Missing Bits in Media

Excerpts from a chat on Colonial Legacies in Media Reporting in Nairobi, Kenya

  • A young Aga Khan came to Kenya and set up the Nation as an independent media house, hired fleet street writers who did a good job knowing that they would write themselves out of their jobs.
  • When a journalist is sent to do a story on a car accident, their editor will not consider it complete until they interview the OCPD (local police boss)
  • A media house put together stories about Kenya’s former President, Daniel arap Moi when he passed away in 2020, but they did not get much online traction.
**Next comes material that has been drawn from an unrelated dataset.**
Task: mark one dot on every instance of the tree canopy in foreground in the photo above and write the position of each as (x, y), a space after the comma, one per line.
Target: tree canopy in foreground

When they analyzed why they found that the top search query was ” who is Daniel arap Moi?” It was a realization moment that Moi’s rule ended in 2002 and the average age of the online media audience is 19 years.
  • In 1976 President Jomo Kenyatta attended a lunch at the Serena Hotel with the Aga Khan at the Serena Hotel, the Standard group Chairman Udi Gecaga and his nephew Ngengi Mungai, newly returned from the USA – and the purpose was to ask if Ngengi could be made Chairman of the Nation group.
  • Stories on Africa are relayed using wire services and take the same path as planes – as they go to Europe and then back to reach other parts of the continent. Kenya will get most news stories about neighbouring Ethiopia from the BBC or Radio France.
  • Two families from Tunisia have controlled pan-African media for 60 years through respective ownership of the New African/IC Publications group in London and Jeune Afrique Media group in Paris.
  • In 1988, the Nation reckoned it had an audience of 500,000 and with the growth of the middle class, expected that this would only expand exponentially. But today, they have a much smaller audience, yet legacy media controls much more of the online, print and broadcast media spaces.
  • The news media was created in colonial times to amplify the government’s message and this logic did not change after independence.
  • Kenya has four national languages: English, Swahili, Silence and Gossip.
  • If you want the news in Kenya, listen to/follow gossip.
  • Viewers expect too much of this media ecosystem when the terms of the ecosystem are set to a different reality. It’s like buying a Zebu cow and expecting it to produce milk like a Fresian.
  • If the news was important to Africa, the OAU would have invested in it
  • Why is the newspaper which is given out for free the least circulated one in Kenya?
  • This town is littered with the broken dreams of journalists.
  • Over two hundred studies commissioned by media on what readers found lacking and why they were not consumers was because the news had “no women” and “few young people.”